Kiedy na wspomniane sukcesy spojrzymy szerzej, tzn. przez pryzmat korzyści społecznych, otwiera się przestrzeń wymagająca upamiętnienia. Pamięć przywołuje to, na co zwrócił uwagę ostatnio, długoletni kierownik sekcji i działacz sportowy Edward Madejski. W Dębicy dbano o rozwój fizyczny młodzieży i dlatego, objęta była także programem ukierunkowanym na wypełnianie ról społecznych[3] w przyszłości. To także wymaga upamiętnienia. Pouczające wnioski należy wyprowadzać z sukcesów, ale także z niepowodzeń. Tego uczą zapasy.

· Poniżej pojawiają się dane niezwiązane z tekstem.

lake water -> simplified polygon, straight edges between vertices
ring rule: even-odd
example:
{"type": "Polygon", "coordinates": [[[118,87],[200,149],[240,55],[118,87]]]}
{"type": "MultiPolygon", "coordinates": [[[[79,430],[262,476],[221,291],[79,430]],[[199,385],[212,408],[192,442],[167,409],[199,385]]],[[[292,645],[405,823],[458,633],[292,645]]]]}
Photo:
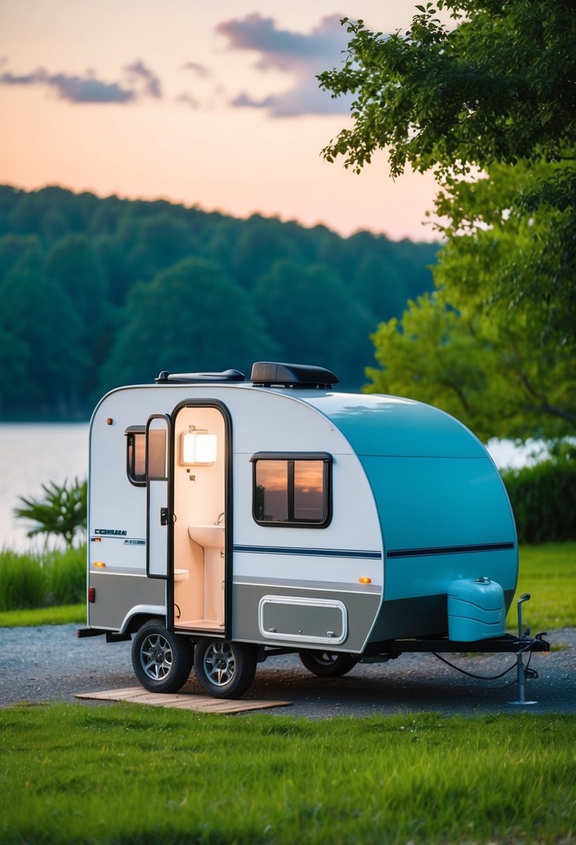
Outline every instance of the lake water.
{"type": "Polygon", "coordinates": [[[87,422],[0,423],[0,548],[40,548],[30,523],[16,519],[19,496],[43,499],[42,484],[84,481],[88,476],[87,422]]]}
{"type": "MultiPolygon", "coordinates": [[[[87,422],[0,423],[0,548],[40,548],[41,538],[29,539],[30,525],[16,519],[19,497],[42,499],[42,484],[62,484],[88,475],[87,422]]],[[[491,440],[488,450],[500,468],[532,462],[539,444],[522,448],[508,441],[491,440]]]]}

Wyprowadzając pouczające wnioski z historii, zauważyć należy, iż sport nigdy nie istniał jako samodzielny byt. Służył osiąganiu innych celów społeczno-użytecznych. Inaczej mówiąc, służył określonym celom i grupom społecznym. Mówienie i pisanie o tym, ewentualnie uświadamianie tego w inny sposób to sposoby edukowania. W tym kontekście krótkie nawiązanie do Izby Pamięci, którą utworzył zapaśnik, trener zapaśników, działacz sportowy, przedsiębiorca i społecznik Czesław Korzeń. Inicjatywa upamiętnienia trenerów, działaczy i zawodników przyjęta została z należytym zrozumieniem i społecznym uznaniem.

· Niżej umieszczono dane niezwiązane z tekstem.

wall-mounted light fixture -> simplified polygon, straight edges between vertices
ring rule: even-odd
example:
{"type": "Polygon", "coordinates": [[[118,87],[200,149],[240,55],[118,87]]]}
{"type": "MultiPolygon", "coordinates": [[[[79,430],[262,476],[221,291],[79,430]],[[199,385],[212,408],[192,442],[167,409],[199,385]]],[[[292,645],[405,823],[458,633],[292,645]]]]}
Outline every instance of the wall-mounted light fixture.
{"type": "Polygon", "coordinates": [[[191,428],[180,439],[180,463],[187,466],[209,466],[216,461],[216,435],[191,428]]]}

Dębica (2024). Izba Pamięci na etapie przygotowania do jej otwarcia. For. Arch. DZH
Śmierć zabrała z naszego, zapaśniczego grona Mistrza, Nauczyciele Wychowawcę Młodzieży śp. Czesława Korzenia. Zapaśnicza Polska i licznie przybyli mieszkańcy Dębicy żegnaliśmy Go, w dniu, w którym zaplanowany był XVII Memoriał Dębickich Mistrzów (Kazimierza Lipienia, Andrzeja Skorzydlewskiego, Ryszarda Świerada, Jana Michalika). Biorąc pod uwagę działania oraz inicjatywy obecnego kierownictwa autonomicznej sekcji zapaśniczej z prezesem stowarzyszenia Januszem Urbanikiem, działania burmistrza Mateusza Kutrzeby i głosy coraz liczniejszego grona radnych Rady Miejskiej w Dębicy – wiele wskazuje, że jesteśmy na właściwej drodze upamiętnienia tego wszystkiego, co symbolizuje pomnik Braci Kazimierza i Józefa Lipieniów.

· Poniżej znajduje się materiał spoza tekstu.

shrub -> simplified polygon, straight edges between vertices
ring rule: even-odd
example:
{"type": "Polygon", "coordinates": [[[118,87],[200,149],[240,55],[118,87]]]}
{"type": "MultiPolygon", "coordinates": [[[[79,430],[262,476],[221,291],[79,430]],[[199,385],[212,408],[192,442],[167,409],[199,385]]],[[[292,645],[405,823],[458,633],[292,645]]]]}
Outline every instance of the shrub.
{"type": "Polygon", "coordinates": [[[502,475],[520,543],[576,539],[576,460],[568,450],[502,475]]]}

Jak upamiętnić zapaśnicze dokonania?
Na sportowo, ekonomicznie i praktycznie. Hala sportowa umożliwiająca treningi zapaśnikom, Klub Olimpijczyka oraz Izba Pamięci – jako zbiór sportowych trofeów, pamiątek oraz żywa lekcja historii. Całość stanowić może pomnik i być atrakcją turystyczną.
A teraz, skierujmy uwagę na radnych obradujących w dębickim ratuszu oraz na miejscu pracy burmistrza Mateusza Kutrzeby. Na ich sygnał pospieszmy z pomocą, zwłaszcza zapaśnicy i sympatycy sportu zapaśniczego! Nadchodzi czas realizowania kolejnego wspólnego celu który służył będzie dębickiej społeczności.
Ratusz w Dębicy. Fot. UM
[1] J. Swół, Pomnik Braci Lipieniów w Dębicy. Małe zwycięstwo? Czy głos rozsądku?, https://zeszytydebickie.pl/aktualnosci/, 26.06.2025.
[2] Kolebka mistrzów – historia dębickiej maty, DZH, Tom II, red. M. Jędrusiak, https://zeszytydebickie.pl/nowy-zeszyt/, dostęp 28.06.2025.
[3] E. Madejski, Echo minionego siedemdziesięciolecia (11.06.2025), https://zeszytydebickie.pl/aktualnosci/ .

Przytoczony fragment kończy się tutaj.